Iván Almeida

Personal information
- Full name: Ever Iván Almeida Romero
- Date of birth: 22 January 1978
- Place of birth: Asunción, Paraguay
- Date of death: 23 December 2023 (aged 45)
- Height: 1.80 m (5 ft 11 in)
- Position(s): Goalkeeper

Senior career*
- Years: Team / Apps / (Gls)
- 2005: Olimpia / 0 / (0)
- 2006–2007: Sportivo Patria / 10 / (0)

Managerial career
- 2010–2013: Guatemala (assistant)
- 2013–2014: Olimpia (assistant)
- 2014: Olimpia de Itá
- 2015–2017: Libertad (assistant)
- 2017: Olimpia (reserves)
- 2018: Sportivo Trinidense
- 2019: Resistencia
- 2021: Sol de América (assistant)
- 2021: Sol de América (interim)
- 2021: Olimpia (youth)
- 2021: River Plate Asunción
- 2022: Tacuary
- 2023: Tacuary

= Iván Almeida =

Paraguayan football manager (1978–2023)

Ever Iván Almeida Romero (22 January 1978 – 23 December 2023) was a Paraguayan football manager and player who played as a goalkeeper.

==Career==
Ever Iván Almeida Romero was born in Asunción, and notably represented Olimpia and Sportivo Patria during his playing career. After retiring, he started working as an assistant coach of his father at the Guatemala national team and Olimpia.

On 22 April 2014, Almeida was named manager of Olimpia de Itá. He returned to his assistant role in the following year at Libertad, before returning to Olimpia in 2017 as manager of the reserve side.

On 3 April 2018, Almeida took over Sportivo Trinidense, but was sacked in May after only one win in eight matches. On 17 April 2019, he was named in charge of Resistencia, being relieved of his duties on 19 May.

In 2020, Almeida worked as a sports commentator before being again assistant of his father at Sol de América in 2021. On 3 May of that year, he was named interim manager after his father was sacked, but still left the club on 2 June.

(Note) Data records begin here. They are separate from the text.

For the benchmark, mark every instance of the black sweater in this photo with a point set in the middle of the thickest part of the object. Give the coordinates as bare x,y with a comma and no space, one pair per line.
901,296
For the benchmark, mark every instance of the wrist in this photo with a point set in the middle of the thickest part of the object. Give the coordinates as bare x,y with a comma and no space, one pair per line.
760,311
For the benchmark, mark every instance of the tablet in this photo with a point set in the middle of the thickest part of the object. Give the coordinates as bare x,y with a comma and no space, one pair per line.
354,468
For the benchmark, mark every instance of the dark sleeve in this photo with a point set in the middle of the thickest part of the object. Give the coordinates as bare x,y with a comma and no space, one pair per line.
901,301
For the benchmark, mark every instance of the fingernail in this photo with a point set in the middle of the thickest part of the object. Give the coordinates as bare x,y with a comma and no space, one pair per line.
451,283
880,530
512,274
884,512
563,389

Almeida returned to Olimpia in June 2021, as manager of the under-17 side. On 19 October, he replaced sacked Celso Ayala at the helm of River Plate Asunción, but left in the end of the season after suffering relegation.

On 5 July 2022, Almeida returned to the top tier after replacing Humberto Ovelar at the helm of Tacuary. On 12 October, he was himself dismissed.

==Personal life and death==
Almeida's father Ever was also a footballer and a goalkeeper. He too later became a manager.

Iván Almeida died from a heart complication after an aortic valve surgery done on 23 December 2023, at the age of 45.